Overigens heeft de gemeente ervoor gezorgd dat niet alle onbenutte geluidruimte onbeperkt beschikbaar blijft. Op een aantal toetspunten zijn strengere immissiewaarden voorgeschreven en is benutting van de resterende geluidruimte alleen mogelijk door toepassing van de afwijkingsbevoegdheid. Door deze systematiek kunnen er rechtsmiddelen worden aangewend op het moment dat wordt besloten om die geluidruimte te benutten.

Ruimtelijke ordening

Speelpark Oud Valkeveen – Gooise Meren: ABRvS 6 januari 2021, ECLI:NL:RVS:2021:7

Ze bestaan nog: hele oude bestemmingsplannen. Het geldende bestemmingsplan voor speelpark Oud Valkeveen dateert uit 1976. Een poging in 2010 om het bestemmingsplan te moderniseren sneuvelde bij de Afdeling. Nu wordt een nieuwe poging gedaan. Volgens de gemeente moet daarmee onder andere de druk die het speelpark op de omgeving legt worden ingedamd.

De gemeente wil voorkomen dat deze ‘hele grote kinderspeeltuin’ een attractiepark wordt.

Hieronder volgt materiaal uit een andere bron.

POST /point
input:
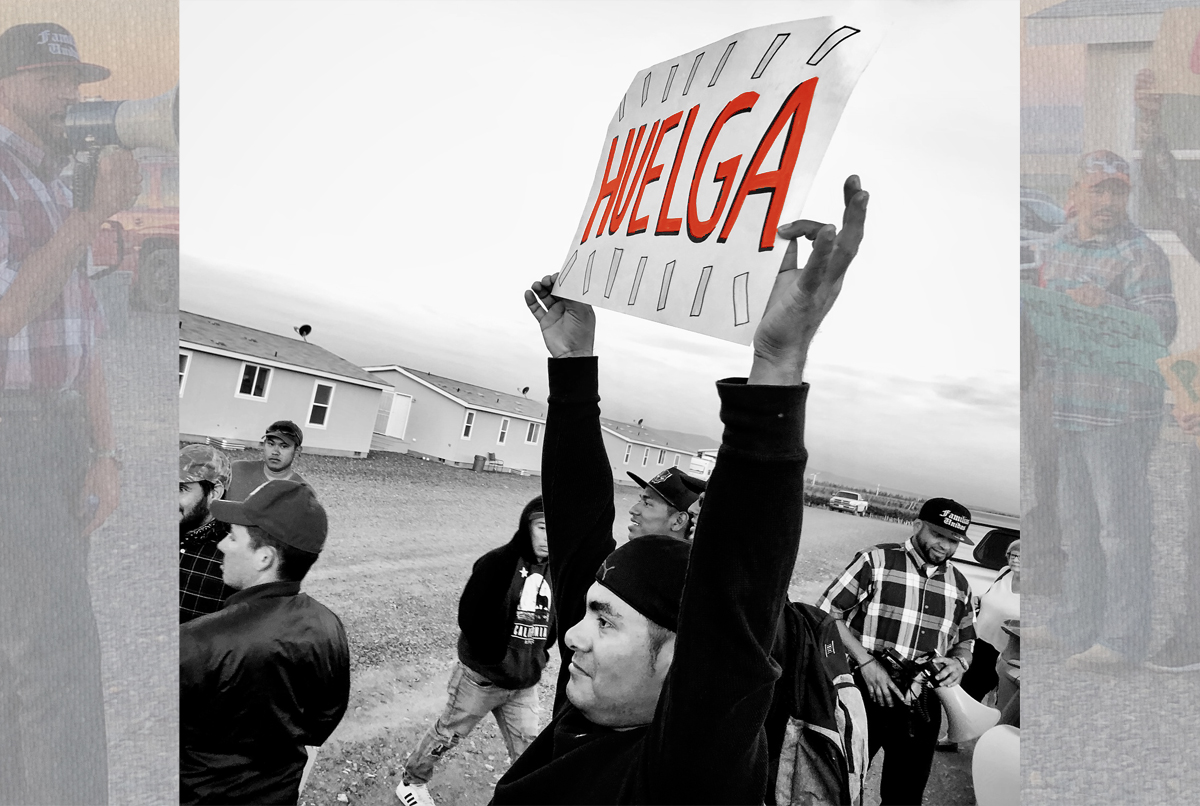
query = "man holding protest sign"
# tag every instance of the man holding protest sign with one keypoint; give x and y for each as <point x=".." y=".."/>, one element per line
<point x="670" y="637"/>
<point x="1107" y="417"/>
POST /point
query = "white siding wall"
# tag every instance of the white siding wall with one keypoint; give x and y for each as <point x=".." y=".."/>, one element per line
<point x="210" y="407"/>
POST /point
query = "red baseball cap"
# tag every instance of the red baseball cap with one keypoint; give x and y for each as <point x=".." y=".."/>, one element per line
<point x="286" y="510"/>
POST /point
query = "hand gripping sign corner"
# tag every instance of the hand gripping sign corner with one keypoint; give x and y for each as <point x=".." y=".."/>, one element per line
<point x="706" y="155"/>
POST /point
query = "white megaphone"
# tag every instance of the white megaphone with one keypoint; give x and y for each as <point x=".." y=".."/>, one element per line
<point x="969" y="719"/>
<point x="150" y="122"/>
<point x="996" y="767"/>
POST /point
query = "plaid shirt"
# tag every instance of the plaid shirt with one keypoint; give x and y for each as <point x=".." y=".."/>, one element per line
<point x="894" y="599"/>
<point x="201" y="588"/>
<point x="51" y="352"/>
<point x="1137" y="274"/>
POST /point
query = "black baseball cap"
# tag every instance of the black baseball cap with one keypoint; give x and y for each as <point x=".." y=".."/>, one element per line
<point x="947" y="518"/>
<point x="33" y="46"/>
<point x="673" y="488"/>
<point x="287" y="429"/>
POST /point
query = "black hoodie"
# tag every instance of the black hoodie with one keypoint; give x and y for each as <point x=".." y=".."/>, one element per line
<point x="505" y="613"/>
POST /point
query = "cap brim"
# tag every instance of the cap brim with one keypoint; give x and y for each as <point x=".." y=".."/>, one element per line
<point x="88" y="73"/>
<point x="942" y="531"/>
<point x="231" y="512"/>
<point x="280" y="434"/>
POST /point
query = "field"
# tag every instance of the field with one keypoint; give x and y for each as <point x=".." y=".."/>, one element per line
<point x="403" y="534"/>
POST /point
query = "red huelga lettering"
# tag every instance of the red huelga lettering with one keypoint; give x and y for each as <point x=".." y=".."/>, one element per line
<point x="610" y="186"/>
<point x="664" y="226"/>
<point x="699" y="230"/>
<point x="623" y="208"/>
<point x="796" y="113"/>
<point x="652" y="175"/>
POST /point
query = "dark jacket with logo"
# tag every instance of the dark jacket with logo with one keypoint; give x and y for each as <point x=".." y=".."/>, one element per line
<point x="706" y="744"/>
<point x="258" y="680"/>
<point x="507" y="612"/>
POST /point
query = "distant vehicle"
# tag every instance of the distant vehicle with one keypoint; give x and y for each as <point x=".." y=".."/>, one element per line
<point x="1039" y="218"/>
<point x="849" y="501"/>
<point x="982" y="563"/>
<point x="144" y="239"/>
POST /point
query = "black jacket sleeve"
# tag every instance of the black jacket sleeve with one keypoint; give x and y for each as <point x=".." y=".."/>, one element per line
<point x="719" y="690"/>
<point x="576" y="486"/>
<point x="484" y="620"/>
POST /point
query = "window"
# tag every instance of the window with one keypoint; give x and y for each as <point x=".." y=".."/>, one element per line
<point x="185" y="361"/>
<point x="255" y="382"/>
<point x="322" y="398"/>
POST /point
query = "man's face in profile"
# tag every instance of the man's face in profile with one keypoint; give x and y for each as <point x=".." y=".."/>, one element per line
<point x="40" y="97"/>
<point x="1102" y="206"/>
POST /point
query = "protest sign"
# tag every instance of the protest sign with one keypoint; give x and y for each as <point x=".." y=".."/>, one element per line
<point x="706" y="156"/>
<point x="1176" y="54"/>
<point x="1105" y="340"/>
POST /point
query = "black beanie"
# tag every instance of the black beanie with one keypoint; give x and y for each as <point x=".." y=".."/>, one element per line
<point x="648" y="575"/>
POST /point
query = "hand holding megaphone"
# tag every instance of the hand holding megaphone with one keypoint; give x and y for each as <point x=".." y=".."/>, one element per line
<point x="949" y="672"/>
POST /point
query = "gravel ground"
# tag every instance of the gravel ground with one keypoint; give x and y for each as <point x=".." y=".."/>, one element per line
<point x="403" y="534"/>
<point x="1125" y="738"/>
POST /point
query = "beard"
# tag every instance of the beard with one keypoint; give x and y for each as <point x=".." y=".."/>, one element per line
<point x="197" y="516"/>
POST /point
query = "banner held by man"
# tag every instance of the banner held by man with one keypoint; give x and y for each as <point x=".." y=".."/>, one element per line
<point x="706" y="156"/>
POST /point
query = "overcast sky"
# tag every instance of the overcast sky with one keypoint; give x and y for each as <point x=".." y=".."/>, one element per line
<point x="394" y="174"/>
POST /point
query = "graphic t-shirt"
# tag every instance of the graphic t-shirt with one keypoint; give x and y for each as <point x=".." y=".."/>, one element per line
<point x="249" y="475"/>
<point x="529" y="602"/>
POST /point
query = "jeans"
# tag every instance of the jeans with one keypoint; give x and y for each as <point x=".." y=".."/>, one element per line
<point x="472" y="698"/>
<point x="53" y="746"/>
<point x="1105" y="516"/>
<point x="909" y="743"/>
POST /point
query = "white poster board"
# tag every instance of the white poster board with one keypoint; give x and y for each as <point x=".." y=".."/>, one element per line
<point x="706" y="156"/>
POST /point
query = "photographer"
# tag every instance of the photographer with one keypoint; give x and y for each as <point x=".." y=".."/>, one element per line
<point x="906" y="597"/>
<point x="58" y="462"/>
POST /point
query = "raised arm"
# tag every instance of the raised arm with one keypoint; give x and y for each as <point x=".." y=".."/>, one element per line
<point x="576" y="477"/>
<point x="747" y="542"/>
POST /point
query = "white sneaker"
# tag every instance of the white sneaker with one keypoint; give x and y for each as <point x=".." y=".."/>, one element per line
<point x="414" y="794"/>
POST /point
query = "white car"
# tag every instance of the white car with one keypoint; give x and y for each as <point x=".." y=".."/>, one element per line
<point x="981" y="563"/>
<point x="846" y="500"/>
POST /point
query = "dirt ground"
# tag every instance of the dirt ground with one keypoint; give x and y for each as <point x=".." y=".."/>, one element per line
<point x="403" y="534"/>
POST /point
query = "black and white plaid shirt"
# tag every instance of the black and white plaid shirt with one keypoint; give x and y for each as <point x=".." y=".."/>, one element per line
<point x="889" y="596"/>
<point x="201" y="587"/>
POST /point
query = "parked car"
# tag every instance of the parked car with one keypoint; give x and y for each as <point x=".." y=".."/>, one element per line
<point x="1039" y="218"/>
<point x="982" y="563"/>
<point x="846" y="500"/>
<point x="144" y="239"/>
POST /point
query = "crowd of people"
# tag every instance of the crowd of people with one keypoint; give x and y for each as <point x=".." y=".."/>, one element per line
<point x="684" y="625"/>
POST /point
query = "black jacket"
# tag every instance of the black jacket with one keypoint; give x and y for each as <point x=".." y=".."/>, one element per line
<point x="507" y="612"/>
<point x="258" y="680"/>
<point x="706" y="743"/>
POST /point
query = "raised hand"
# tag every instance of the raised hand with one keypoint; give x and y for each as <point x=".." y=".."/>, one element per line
<point x="568" y="328"/>
<point x="801" y="298"/>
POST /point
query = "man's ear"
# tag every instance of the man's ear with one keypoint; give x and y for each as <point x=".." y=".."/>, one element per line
<point x="265" y="558"/>
<point x="666" y="654"/>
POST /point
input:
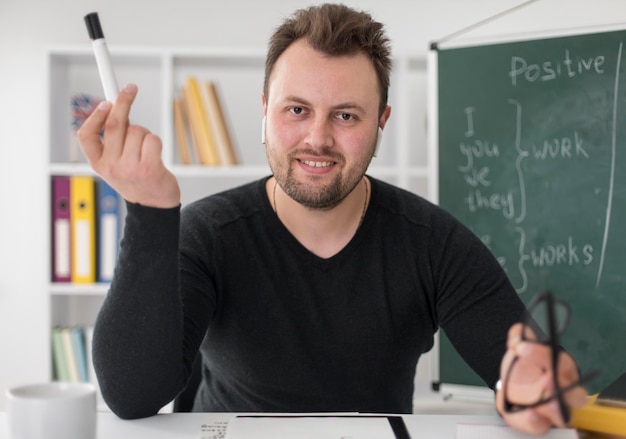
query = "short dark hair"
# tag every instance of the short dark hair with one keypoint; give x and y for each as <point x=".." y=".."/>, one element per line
<point x="335" y="30"/>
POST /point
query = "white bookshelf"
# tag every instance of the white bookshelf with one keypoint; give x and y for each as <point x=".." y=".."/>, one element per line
<point x="160" y="72"/>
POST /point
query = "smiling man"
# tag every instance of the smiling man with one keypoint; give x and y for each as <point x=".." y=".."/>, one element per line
<point x="314" y="289"/>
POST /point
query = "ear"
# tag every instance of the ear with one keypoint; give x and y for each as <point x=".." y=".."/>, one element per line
<point x="379" y="139"/>
<point x="263" y="130"/>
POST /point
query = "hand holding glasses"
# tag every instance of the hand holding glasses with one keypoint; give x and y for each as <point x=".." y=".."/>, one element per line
<point x="528" y="383"/>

Speelpark Oud Valkeveen bestaat uit een grote buitenspeeltuin, een binnenspeeltuin, een strand, diverse horecavoorzieningen en een theater met bijbehorende parkeergelegenheid voor 500 auto’s en een overloopparkeerterrein voor de piekdagen. Naast het speelpark is een zelfstandig pannenkoekenrestaurant gevestigd. Het speelpark ligt dichtbij een woongebied, een Natura 2000-gebied en een Natuurnetwerk Nederland gebied.

De eigenaar van het speelpark is het niet eens met het nieuwe bestemmingsplan omdat het te beperkend is voor zijn bedrijfsvoering. Maar ook enkele omwonenden en een (belangen)verenigingen zijn het niet eens met het nieuwe plan.

De eigenaar verzet zich tegen de strikte vastlegging van de locaties van bestaande speeltoestellen en de bouwhoogten daarvan. Onder het oude bestemmingsplan was het mogelijk om speeltoestellen tot 25 meter hoog te bouwen. Nu zijn in de buitenzone van het speelpark de bouwgrenzen exact om de bestaande speeltoestellen getrokken en is de maximaal toegestane bouwhoogte daarop afgestemd. Alleen in het middenterrein zijn er mogelijkheden om speeltoestellen te verplaatsen of hogere speeltoestellen te realiseren.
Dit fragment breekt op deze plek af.